The part I'm most proud of is the integrity pipeline. Every day at a fixed time, a monitoring script:
- Checks total counts across 36 alphanumeric search characters (both chemical and GHS APIs)
- Samples 500 substances and compares them against the source
- Detects changes and auto-updates the database
- Runs integrity checks (FK validation, flag consistency, sandbox verification) before swapping in the new DB
- Rolls back automatically if anything fails
The whole update happens with zero downtime — Gunicorn graceful reload, so the API never drops a request mid-update.
Every response includes X-Data-Version and X-Data-Last-Checked headers so you know exactly how fresh the data is.
Why not just use the government API directly?
You could. But here's what you're signing up for:
- All 6 parameters are mandatory. Miss one and you get an error code with no useful message.
- Regulatory classifications are nested in inconsistent formats. You'll spend hours figuring out which field means "toxic."
- GHS is a separate API with different parameter names. You need to cross-reference two data sources yourself.
- Substring matching returns massive overlapping result sets. Searching "a" returns 42,000 results.
- 10,000 calls/day quota with no built-in deduplication.
I spent weeks dealing with all of this so you don't have to. I also hit every edge case you can imagine — FTS5 reserved words breaking search, CAS numbers with no associated substance, GHS APIs returning empty hazard lists for substances that definitely have hazard data. Each one became a bug fix.
The response structure
{
"substance": {
"cas_no": "71-43-2",
"name_eng": "Benzene",
"name_kor": "벤젠",
"formula": "C6H6",
"flags": {
"is_toxic": true,
"is_restricted": false,
"is_prohibited": false,
"is_priority": true,
"is_cmr": false,
"is_accident_prep": true,
"is_persistent": false,
"is_registration_req": true,
"is_rotterdam": false
}
},
"regulations": [...],
"ghs": {
"signal_word": "위험",
"pictograms": ["GHS02", "GHS07", "GHS08"],
"hazards": [...]
}
}
The flags object is what makes this useful.

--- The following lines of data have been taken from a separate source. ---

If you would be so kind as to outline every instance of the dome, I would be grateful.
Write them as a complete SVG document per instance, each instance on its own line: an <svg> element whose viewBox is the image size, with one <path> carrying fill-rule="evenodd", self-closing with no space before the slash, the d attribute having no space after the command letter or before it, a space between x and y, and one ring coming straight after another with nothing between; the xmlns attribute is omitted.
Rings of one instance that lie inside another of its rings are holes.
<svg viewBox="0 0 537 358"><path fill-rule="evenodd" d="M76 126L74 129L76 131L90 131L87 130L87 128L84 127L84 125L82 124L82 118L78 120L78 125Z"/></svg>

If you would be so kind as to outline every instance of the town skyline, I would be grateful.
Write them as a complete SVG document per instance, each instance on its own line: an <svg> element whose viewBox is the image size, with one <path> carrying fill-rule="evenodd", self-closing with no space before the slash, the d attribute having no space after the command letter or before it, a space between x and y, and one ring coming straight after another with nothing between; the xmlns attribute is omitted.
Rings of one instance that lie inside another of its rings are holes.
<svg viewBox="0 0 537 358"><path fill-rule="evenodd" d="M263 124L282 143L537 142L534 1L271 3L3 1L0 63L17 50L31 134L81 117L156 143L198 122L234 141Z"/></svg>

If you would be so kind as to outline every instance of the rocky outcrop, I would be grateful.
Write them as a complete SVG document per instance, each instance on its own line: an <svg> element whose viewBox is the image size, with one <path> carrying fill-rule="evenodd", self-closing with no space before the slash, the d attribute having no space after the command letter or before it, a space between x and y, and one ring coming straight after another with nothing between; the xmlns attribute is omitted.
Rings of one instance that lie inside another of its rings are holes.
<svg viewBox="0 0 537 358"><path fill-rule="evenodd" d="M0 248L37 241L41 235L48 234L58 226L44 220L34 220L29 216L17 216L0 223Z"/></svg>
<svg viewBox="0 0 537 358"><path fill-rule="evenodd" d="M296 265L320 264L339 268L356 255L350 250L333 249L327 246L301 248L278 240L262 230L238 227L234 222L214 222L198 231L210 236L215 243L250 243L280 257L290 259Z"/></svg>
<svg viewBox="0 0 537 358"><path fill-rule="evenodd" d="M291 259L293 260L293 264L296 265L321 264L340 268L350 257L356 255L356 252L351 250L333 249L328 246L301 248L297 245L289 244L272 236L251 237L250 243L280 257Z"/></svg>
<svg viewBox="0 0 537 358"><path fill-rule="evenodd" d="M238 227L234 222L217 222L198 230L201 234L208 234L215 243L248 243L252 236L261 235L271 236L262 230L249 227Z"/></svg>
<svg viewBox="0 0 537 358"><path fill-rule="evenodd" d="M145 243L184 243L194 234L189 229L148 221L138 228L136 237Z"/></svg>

Instead of parsing Korean regulation text, you get a boolean answer: is it toxic? Is it banned? Nine categories, one API call.
Search and list endpoints return slim results (name + flags only). Detail endpoints return everything. I call it "thin list, fat detail" — keeps list responses fast while full data is always one CAS lookup away.
# Search by keyword
GET /v1/substance/search?q=chromium
# List all restricted substances
GET /v1/regulations/list?type=restricted
# Get GHS data
GET /v1/ghs/71-43-2
# Search by GHS hazard code
GET /v1/ghs/hazard/H350
Who would use this
Mostly B2B:
- EHS SaaS platforms that need Korean regulatory data alongside EU REACH, US TSCA, etc.
- Customs platforms screening Korea-bound chemical shipments
- Regulatory consultants running K-REACH compliance audits
- Chemical manufacturers checking substances before entering the Korean market
Pricing
| Plan | Price | Requests/mo | Unique Substances/mo |
|---|---|---|---|
| BASIC | Free | 200 | 200 |
| PRO | $99/mo | 3,000 | 1,500 |
| ULTRA | $299/mo | 25,000 | 5,000 |
| MEGA | $899/mo | 100,000 | 10,000 |
Free tier includes 3 sandbox substances (Benzene, Ethanol, Formaldehyde) with full data for integration testing. No credit card needed.
The "unique substances" limit is intentional — it's how I protect the dataset while keeping the API useful for legitimate compliance workflows.
Links
- RapidAPI — subscribe and test
- Postman docs — browse all endpoints
- GitHub — code examples in Python, JavaScript, cURL
- Decoded Korea — blog covering Korean chemical and cosmetic regulations
Quick test:
curl "https://k-reach-chemical-substance-api.p.rapidapi.com/v1/substance/cas/71-43-2" \
-H "X-RapidAPI-Key: YOUR_KEY" \
-H "X-RapidAPI-Host: k-reach-chemical-substance-api.p.rapidapi.com"
What's next
Working on Python/JS SDK packages, and eventually pairing this with my K-Beauty Cosmetic Ingredients API for full Korean compliance coverage across chemicals and cosmetics.
If you work with chemical regulations in Asian markets, I'm curious what your workflow looks like today.
This is my second API on RapidAPI. The first — K-Beauty Cosmetic Ingredients API — covers Korean cosmetic ingredient regulations across 10 countries.